Alright. I've written a few braindumps on OSD hotplugging before, this
is an update on what's in place now, and will hopefully form the core
of the relevant documentation later.
New-school deployments of Ceph have OSDs consume data disks fully --
that is, admin hands off the whole disk, Ceph machinery does even the
partition table setup.
ceph-disk-prepare
=================
A disk goes from state "blank" to "prepared" with "ceph-disk-prepare".
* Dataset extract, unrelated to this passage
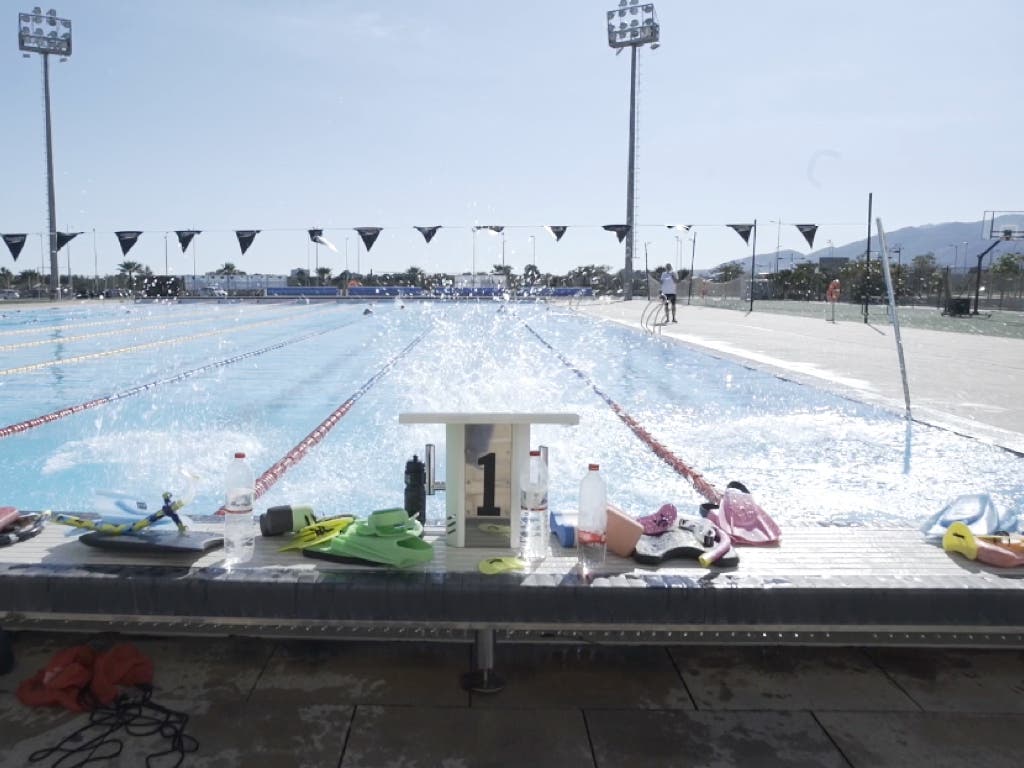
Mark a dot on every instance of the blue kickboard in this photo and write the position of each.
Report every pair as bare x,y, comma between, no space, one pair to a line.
563,526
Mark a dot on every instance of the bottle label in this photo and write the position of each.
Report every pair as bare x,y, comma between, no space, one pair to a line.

This just marks a disk as to be used by an OSD, gives it a random
identity (uuid), and tells it what cluster it belongs to.
$ ceph-disk-prepare --help
usage: ceph-disk-prepare [-h] [-v] [--cluster NAME] [--cluster-uuid UUID]
[--fs-type FS_TYPE]
DISK [JOURNAL]
Prepare a disk for a Ceph OSD
positional arguments:
DISK path to OSD data disk block device
JOURNAL path to OSD journal disk block device; leave out to
store journal in file
optional arguments:
-h, --help show this help message and exit
-v, --verbose be more verbose
--cluster NAME cluster name to assign this disk to
--cluster-uuid UUID cluster uuid to assign this disk to
--fs-type FS_TYPE file system type to use (e.g. "ext4")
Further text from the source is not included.